Oh, hello there! It’s been a while, cheese lovers. Goat cheese lovers, this post is for you.
I’m sorry I’ve been away from this blog for so long (hopefully you’ve had your dairy needs met in other ways), but I promise I’ve been away for an amazing reason.
My cheese class business has been as busy as a hummingbird in spring.
As always, I’ve been teaching public classes at places like 18 Reasons and Preserved (<– a new one for me, love it), but in the past few months, my private class business has ramped up to 11. It’s been wonderful and I’m very lucky! So while I’ve talked about cheese, paired it, and made it, because I’ve been doing it so much front of other people, and working on my next book, I haven’t had time to blog my heart out here.
Luckily, I just hired a couple wonderful people for inspiration and to help me with the nuts and bolts of the business (oh, hello invoicing and newsletter links).

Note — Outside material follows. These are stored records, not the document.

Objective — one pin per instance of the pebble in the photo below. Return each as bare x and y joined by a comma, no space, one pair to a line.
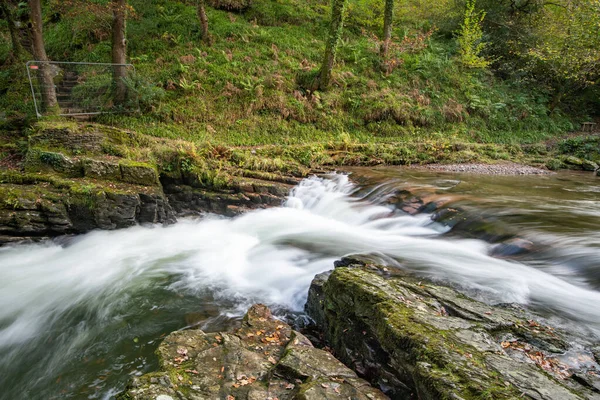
488,169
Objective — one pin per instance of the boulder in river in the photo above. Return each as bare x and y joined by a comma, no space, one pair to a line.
420,340
263,359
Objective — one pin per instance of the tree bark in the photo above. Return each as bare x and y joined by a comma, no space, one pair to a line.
335,33
39,53
14,35
203,21
388,20
119,50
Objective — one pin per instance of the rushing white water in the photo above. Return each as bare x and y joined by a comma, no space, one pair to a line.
265,256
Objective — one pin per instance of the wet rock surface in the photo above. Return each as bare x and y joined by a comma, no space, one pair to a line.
263,359
187,197
419,340
40,211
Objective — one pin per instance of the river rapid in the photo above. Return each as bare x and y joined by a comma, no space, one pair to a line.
78,317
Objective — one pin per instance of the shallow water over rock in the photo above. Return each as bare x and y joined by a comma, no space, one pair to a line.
77,320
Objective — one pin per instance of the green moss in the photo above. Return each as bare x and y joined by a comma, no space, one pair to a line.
450,363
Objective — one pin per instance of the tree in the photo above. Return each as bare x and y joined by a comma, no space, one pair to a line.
470,38
388,19
567,52
39,53
6,13
203,21
335,33
119,50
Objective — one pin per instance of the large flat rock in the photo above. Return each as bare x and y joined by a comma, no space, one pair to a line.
263,359
421,340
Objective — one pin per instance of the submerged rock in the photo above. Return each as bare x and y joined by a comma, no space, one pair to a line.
263,359
420,340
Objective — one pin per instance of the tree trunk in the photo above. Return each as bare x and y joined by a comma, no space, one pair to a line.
39,53
14,35
119,50
388,19
203,21
556,99
335,33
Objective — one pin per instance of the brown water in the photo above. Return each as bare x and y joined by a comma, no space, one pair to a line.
78,320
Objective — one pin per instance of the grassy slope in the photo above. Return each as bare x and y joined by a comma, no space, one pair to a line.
242,91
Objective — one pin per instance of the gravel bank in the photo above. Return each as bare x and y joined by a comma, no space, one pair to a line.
486,169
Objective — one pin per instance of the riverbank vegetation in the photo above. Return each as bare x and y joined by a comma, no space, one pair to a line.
484,72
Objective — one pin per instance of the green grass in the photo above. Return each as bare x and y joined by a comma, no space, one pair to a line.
244,91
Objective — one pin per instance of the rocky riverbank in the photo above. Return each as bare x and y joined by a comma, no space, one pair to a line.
409,338
70,184
415,339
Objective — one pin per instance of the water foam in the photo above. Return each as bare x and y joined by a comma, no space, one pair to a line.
265,256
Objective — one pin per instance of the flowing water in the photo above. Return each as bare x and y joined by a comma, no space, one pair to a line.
78,318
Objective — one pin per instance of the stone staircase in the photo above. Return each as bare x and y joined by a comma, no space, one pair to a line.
64,92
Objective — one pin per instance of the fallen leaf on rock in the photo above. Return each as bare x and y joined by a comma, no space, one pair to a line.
182,351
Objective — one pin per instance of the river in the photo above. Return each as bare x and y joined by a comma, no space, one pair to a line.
79,317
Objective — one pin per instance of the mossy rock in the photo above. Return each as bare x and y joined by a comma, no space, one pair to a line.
263,359
43,161
427,341
99,169
138,173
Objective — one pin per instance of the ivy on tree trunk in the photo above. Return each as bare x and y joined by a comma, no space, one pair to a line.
119,49
17,48
203,21
335,33
39,53
388,20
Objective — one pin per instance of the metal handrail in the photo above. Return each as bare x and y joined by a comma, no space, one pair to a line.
35,103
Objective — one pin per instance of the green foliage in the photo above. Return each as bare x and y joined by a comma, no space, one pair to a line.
255,85
470,38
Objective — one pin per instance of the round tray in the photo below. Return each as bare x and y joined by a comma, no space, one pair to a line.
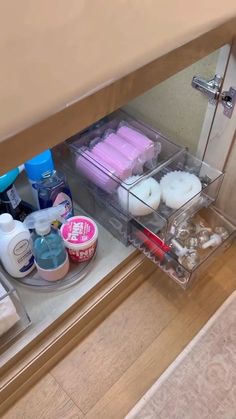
76,273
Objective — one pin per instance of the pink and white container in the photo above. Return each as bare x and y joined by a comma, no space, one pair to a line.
128,150
138,140
122,165
97,170
80,236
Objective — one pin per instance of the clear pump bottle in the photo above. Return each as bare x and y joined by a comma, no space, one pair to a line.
51,258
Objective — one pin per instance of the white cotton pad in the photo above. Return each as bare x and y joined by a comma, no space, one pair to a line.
178,187
147,190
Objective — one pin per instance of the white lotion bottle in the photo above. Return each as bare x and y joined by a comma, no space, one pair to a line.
15,249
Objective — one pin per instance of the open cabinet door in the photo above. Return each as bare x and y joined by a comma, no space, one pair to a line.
221,134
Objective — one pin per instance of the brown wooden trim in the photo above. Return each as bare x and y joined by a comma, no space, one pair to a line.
74,118
71,329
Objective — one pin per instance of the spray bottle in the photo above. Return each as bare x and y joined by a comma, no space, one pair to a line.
51,258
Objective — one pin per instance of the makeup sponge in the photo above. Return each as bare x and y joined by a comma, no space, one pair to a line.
178,187
131,197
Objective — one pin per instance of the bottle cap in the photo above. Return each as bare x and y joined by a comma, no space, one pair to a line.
7,223
7,179
41,220
38,165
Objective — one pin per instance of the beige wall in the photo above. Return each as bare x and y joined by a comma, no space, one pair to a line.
174,107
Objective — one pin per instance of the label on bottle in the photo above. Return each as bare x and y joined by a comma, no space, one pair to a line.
13,197
23,255
64,199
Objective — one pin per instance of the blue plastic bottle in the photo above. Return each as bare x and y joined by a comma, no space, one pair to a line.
54,190
35,168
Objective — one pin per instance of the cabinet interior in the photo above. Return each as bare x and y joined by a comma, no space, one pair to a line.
45,307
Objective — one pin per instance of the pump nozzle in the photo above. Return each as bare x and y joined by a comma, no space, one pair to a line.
41,220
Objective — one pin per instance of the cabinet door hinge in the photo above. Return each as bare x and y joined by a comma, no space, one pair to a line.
212,89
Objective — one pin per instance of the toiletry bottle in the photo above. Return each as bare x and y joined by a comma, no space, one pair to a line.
15,249
35,168
10,199
53,190
51,258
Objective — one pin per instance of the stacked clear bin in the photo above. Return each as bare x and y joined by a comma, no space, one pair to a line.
112,197
13,316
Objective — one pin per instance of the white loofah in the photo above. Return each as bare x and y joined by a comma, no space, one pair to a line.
178,187
148,191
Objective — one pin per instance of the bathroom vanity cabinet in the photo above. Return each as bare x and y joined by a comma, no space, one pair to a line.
58,90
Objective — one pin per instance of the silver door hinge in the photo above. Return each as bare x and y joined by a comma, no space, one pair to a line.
212,89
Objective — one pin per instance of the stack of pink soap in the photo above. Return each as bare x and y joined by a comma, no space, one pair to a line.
138,140
122,166
128,150
97,170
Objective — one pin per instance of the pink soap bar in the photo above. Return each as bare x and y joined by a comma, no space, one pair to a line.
138,140
98,171
123,167
128,150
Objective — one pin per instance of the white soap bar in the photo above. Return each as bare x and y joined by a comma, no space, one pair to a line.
8,314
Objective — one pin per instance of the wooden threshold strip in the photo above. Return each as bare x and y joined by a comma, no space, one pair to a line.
72,328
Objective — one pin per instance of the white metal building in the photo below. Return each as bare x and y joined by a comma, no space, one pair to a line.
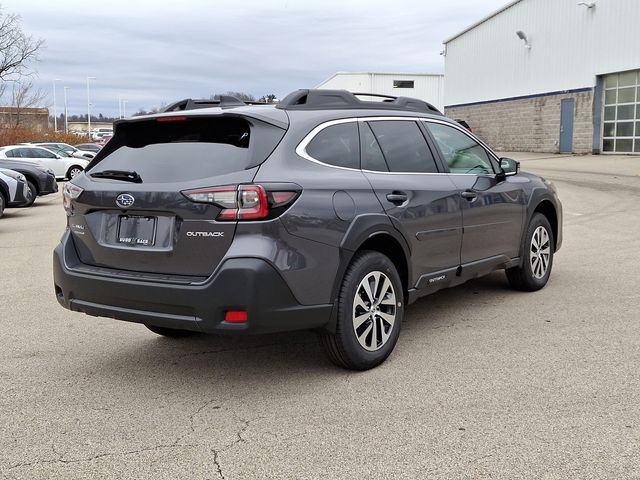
427,87
550,76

Meaning I’m back!. I’m excited to tell you about what I’ve been doing while away, too.
I’m been making those oozing goat cheeses! And the little heart shaped one? Yup, made that too. I ❤ making ❤ cheeses (the next time you can learn how to make something like this with me is at 18 Reasons later this month, or in a private class).
I hadn’t played around with goat’s milk much since I taught a queso fresco fundraising class at Tomales Farmstead (I got to use their own milk, yay!) so I’ve been having a blast. Using what I learned from making cheese with Sleight Farms, and reading books and testing recipes from some of my fave cheesemaking books, I developed these little guys here. Of course there was a lot of research and tasting.

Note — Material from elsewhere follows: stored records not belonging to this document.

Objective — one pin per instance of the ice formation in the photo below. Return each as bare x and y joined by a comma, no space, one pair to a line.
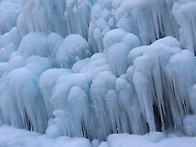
96,67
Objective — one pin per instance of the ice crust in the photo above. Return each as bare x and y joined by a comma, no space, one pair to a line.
90,68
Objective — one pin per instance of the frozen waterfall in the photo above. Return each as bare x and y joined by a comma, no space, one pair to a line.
96,67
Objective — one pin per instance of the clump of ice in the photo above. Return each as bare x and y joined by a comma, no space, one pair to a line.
189,125
73,49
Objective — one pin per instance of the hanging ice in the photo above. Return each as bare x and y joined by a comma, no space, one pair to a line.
96,67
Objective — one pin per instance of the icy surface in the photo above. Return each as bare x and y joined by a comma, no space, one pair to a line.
91,68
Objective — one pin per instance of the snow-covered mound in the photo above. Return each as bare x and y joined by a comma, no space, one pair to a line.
91,68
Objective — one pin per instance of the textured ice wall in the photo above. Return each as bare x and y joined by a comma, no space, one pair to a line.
96,67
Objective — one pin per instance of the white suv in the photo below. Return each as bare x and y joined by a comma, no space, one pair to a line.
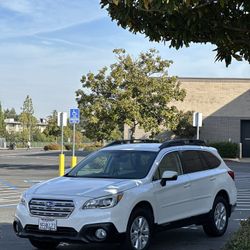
126,192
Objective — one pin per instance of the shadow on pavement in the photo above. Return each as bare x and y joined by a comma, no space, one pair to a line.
179,239
29,166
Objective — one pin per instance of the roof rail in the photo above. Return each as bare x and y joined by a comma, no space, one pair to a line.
120,142
182,142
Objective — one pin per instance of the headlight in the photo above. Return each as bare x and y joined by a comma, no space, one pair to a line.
103,202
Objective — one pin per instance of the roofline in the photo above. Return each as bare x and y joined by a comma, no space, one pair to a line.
213,79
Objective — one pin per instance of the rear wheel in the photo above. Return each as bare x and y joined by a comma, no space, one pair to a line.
139,230
44,244
218,218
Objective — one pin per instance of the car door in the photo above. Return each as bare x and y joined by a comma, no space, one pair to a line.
201,179
173,200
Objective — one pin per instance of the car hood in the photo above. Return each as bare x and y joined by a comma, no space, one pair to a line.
85,187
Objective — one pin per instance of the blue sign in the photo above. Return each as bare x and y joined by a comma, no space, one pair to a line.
74,116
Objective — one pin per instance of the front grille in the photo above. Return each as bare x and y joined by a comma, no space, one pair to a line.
51,208
61,231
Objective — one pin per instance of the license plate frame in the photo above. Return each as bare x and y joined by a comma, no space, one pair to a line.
47,224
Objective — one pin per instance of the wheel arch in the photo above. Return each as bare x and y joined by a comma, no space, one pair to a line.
144,205
223,193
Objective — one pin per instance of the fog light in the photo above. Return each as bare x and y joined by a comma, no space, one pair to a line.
101,234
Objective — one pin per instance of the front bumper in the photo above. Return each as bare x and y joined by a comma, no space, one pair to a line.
68,234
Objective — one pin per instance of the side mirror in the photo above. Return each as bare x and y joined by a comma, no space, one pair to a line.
168,176
67,170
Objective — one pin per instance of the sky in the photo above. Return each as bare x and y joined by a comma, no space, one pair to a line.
47,45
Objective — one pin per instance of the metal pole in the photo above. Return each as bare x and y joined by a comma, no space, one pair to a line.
198,133
74,158
74,137
61,118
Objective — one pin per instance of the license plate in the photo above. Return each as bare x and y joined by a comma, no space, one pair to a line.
47,224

Did I mention they ooze? They do. I maaaaay have forgotten one in my cheese cave (otherwise known as wine fridge) for a week too long. Oops.
I was also excited to make these cheeses because it’s an amazing time to use goat’s milk. Those green hills around California from all the rain = tons of delicious grasses and herbs for the ladies to snack on.
This also means it’s a great time to buy goat cheese because many goats around the country are likewise getting their nibbles on. My northeastern friends, we’ve got your back until your goats can prance outside. Stay warm please.
A goat cheese or two I’d give 5 starts to are those made by Stepladder, Capriole’s Sofia or Wabash Cannonball, Bonne Bouche, Prodigal Farms beauties, and Ruggle Hill’s gems. Just to start. There’s a lot of exploring to do, my friends.
Pair with Sauvignon Blanc, unoaked whites and sparklings, Gamay, or Cabernet Franc, and enjoy in front of a fire or Burning Log watching it rain or snow.